The Office of the Insurance Commission (OIC) is poised to allow insurance companies to invest in non-investment grade bonds to seek higher investment returns amid a struggling economy, says a market source who requested anonymity.

The amendment to the regulation is expected to be considered during the OIC's board meeting this week.

At present, insurance companies are required to invest in only investment-grade bonds that receive a credit rating of 'BBB' or higher from Moody's and Standard & Poor's (S&P).

"Insurance companies are required to sell their bonds if the credit rating of those bonds is downgraded to below BBB, which is considered non-investment grade," the source said.

The current regulations also apply to bond mutual funds.

If the credit rating of some bonds in the funds are downgraded, insurance companies must sell their portion in those bond mutual funds as well.

Institutional investor sell-offs can drive the prices of these funds down as they are the major shareholders.

Following the latest amendment, the source said insurance companies will not be forced to sell bonds or bond mutual funds that are rated as non-investment grade assets.
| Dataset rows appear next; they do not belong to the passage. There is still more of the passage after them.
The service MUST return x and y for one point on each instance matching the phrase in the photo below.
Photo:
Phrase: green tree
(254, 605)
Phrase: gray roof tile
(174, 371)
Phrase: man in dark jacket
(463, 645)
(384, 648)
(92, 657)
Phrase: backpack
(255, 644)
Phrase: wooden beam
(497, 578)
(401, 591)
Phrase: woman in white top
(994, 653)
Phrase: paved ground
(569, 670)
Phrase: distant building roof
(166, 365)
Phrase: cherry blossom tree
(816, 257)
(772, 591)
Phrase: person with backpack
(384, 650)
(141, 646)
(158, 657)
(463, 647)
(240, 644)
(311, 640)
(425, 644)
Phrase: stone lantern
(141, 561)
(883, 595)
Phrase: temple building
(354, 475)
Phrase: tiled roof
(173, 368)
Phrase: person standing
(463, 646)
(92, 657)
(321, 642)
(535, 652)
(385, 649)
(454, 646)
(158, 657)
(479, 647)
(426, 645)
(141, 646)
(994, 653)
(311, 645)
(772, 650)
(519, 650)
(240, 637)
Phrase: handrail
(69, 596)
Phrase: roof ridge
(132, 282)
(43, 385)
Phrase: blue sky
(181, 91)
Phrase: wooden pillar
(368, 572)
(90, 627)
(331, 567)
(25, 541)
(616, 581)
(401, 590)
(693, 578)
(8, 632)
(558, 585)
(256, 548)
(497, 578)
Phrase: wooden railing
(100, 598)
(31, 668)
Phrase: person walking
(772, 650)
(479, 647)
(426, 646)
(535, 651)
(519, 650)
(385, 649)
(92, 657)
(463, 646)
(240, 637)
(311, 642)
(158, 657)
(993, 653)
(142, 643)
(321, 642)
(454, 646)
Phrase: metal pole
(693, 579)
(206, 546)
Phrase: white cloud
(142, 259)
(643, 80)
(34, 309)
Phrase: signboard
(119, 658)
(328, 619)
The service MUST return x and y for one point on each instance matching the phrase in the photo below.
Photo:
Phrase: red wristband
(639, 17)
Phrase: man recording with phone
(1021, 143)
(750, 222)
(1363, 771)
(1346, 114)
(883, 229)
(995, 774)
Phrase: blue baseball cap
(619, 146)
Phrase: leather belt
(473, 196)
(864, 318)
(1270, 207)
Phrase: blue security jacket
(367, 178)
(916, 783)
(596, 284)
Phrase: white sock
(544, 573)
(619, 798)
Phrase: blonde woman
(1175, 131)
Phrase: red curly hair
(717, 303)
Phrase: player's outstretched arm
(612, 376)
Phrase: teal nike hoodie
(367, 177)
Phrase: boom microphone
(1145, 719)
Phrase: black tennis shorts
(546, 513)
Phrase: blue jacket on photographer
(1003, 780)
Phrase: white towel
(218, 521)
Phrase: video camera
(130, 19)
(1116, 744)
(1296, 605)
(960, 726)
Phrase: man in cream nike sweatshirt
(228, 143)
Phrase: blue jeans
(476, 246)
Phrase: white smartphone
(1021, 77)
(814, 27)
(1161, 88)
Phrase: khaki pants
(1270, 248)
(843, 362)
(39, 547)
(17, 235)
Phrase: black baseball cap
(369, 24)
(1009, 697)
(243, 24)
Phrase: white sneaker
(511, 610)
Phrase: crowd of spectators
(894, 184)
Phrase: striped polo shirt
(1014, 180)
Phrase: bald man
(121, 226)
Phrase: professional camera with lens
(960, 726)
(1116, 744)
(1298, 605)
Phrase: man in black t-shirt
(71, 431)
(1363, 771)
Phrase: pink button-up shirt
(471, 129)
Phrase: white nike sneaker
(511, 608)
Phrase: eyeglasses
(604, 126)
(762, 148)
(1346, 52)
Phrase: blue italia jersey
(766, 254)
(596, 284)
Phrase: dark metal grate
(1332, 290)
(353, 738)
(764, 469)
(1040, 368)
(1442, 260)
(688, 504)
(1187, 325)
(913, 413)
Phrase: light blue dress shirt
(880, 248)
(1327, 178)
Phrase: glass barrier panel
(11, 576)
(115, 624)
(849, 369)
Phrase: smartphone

Investment in non-investment grade bonds will be recategorised as risk investment, the same category as private equities.

Total risk investment must not exceed 5% of insurance companies' total investment assets.

For bond mutual funds, the total value of non-investment grade bonds must not exceed 10% of the net asset value.

The source said this amendment should help increase the competitiveness of Thai insurers because it provides a variety of investment opportunities that are suitable to their customers' risk profiles and obligations.

This amendment is also a response to the current economic conditions and the global investment environment, in which interest rates have remained low.

Tommy Pichet Jiaramaneetaweesin, president of the Society of Actuaries of Thailand and Actuarial Business Solutions, said insurance companies with a high capital base and high capital adequacy ratio (CAR) (exceeding 240%) will benefit from the revision as they can invest their capital for higher returns.

"CAR normally declines when an insurance company invests in high-risk assets, but it is worth the investment if it can offer higher returns," he said.

The prices of non-investment grade bonds in the secondary bond market could increase after the amendment, Mr Tommy said.